La exmandataria abrió la jornada en una exposición ante los representantes de los 193 países que integran la Asamblea General. En su discurso inaugural, hizo un llamado a “no aceptar la desesperanza” y reconoció estar “muy conmovida por la confianza que han depositado en mí en este momento de peligro y desesperanza”.
“La presión internacional y la solidaridad en el mundo ayudó a restablecer la paz y la democracia en mi patria. Cuando necesitábamos, desesperadamente, la esperanza, el mundo la ofreció. Dieciséis años después, el pueblo de Chile me confió el honor de dirigir nuestra nación con un firme compromiso. Ahora, traigo la experiencia de mi país a esta organización para liderar con esperanza una vez más”, comentó.
La exgobernante centró su discurso en la necesidad de recuperar la esperanza y recordó la ayuda internacional que recibió el país tras el golpe de Estado de 1973. Asimismo, destacó su trayectoria como gobernante de Chile durante dos periodos y su paso como alta comisionada de Derechos Humanos de la ONU.
“Fui elegida dos veces Presidenta de la República, la primera mujer en este cargo, y fungí dos veces como ministra del Gobierno, en Salud y Defensa. Fui la primera directora ejecutiva de ONU Mujeres y alta comisionada de Derechos Humanos. En casi veinte años de vida pública, tanto en la esfera nacional e internacional, he unido la defensa de los principios humanos con liderazgo realista y práctico.
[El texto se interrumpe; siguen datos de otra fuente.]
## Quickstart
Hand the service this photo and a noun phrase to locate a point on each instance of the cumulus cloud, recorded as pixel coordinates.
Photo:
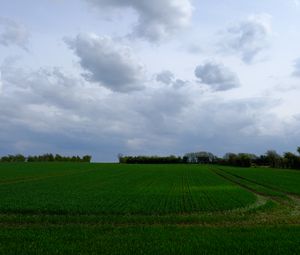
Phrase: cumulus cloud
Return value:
(217, 76)
(157, 19)
(168, 78)
(107, 63)
(165, 77)
(296, 72)
(248, 38)
(12, 33)
(48, 110)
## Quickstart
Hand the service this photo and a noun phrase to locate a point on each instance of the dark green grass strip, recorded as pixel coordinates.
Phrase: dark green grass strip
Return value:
(149, 240)
(250, 185)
La paz y el desarrollo exigen este equilibrio”, agregó.
En su alocución, Bachelet recalcó la importancia de “recuperar la necesidad urgente del diálogo, porque las deliberaciones y la cooperación multilateral han sido la plataforma funcional sobre la que se construyó esta organización y siguen siendo el puente hacia el futuro”.
En esa línea, se comprometió a potenciar el diálogo y apoyar “una adhesión congruente y total con la Carta de Naciones Unidas”, agregando que “la mejor garantía que puedan tener todos los Estados miembros es la imparcialidad y el fundamento necesario de la confianza”.
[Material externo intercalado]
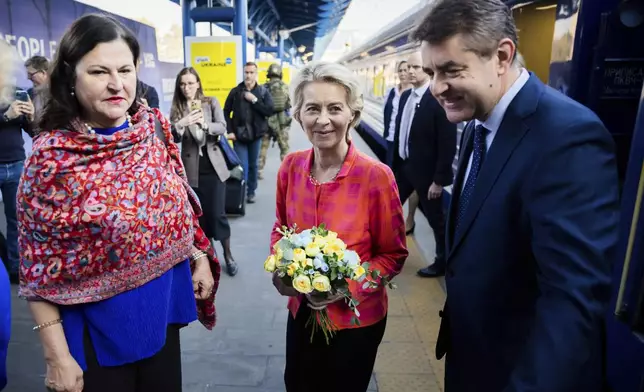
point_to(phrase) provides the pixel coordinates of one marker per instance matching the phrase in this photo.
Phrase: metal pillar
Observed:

La expresidenta chilena también se refirió a la modernización de la ONU, señalando que es uno de los puntos críticos actuales y que debe centrarse en resultados “reales, sostenibles y verificables”.
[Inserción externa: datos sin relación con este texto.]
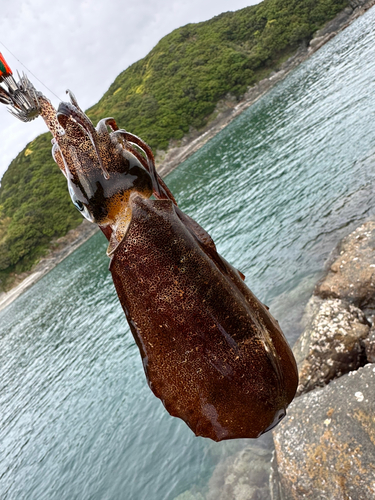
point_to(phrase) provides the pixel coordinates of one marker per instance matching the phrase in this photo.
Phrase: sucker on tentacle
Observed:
(211, 350)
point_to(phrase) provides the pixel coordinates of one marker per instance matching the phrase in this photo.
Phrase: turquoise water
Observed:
(276, 189)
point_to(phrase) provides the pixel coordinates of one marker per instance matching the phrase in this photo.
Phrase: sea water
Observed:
(277, 189)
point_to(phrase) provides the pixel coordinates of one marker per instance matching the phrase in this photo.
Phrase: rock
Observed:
(369, 343)
(331, 343)
(351, 276)
(243, 476)
(325, 447)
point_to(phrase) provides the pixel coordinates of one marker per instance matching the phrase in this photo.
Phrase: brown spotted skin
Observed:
(211, 351)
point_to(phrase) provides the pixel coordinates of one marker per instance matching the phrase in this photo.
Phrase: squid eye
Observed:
(80, 206)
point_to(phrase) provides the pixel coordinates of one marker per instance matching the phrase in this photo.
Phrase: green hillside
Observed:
(175, 87)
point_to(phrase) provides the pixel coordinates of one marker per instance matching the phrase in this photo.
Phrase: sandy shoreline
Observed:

“Necesitamos unas Naciones Unidas modernas centradas en resultados reales, sostenibles y verificables, como, por ejemplo, eficacia en la gestión, coherencia y un liderazgo de confianza. Veo unas Naciones Unidas que anticipa, previene, crea y une con un objetivo general, servir a los Estados miembros y a sus ciudadanos”, afirmó.
Cabe mencionar que Bachelet llega a esta etapa con el respaldo diplomático de Brasil y México, luego de que el Gobierno del presidente José Antonio Kast retirara su apoyo a su candidatura.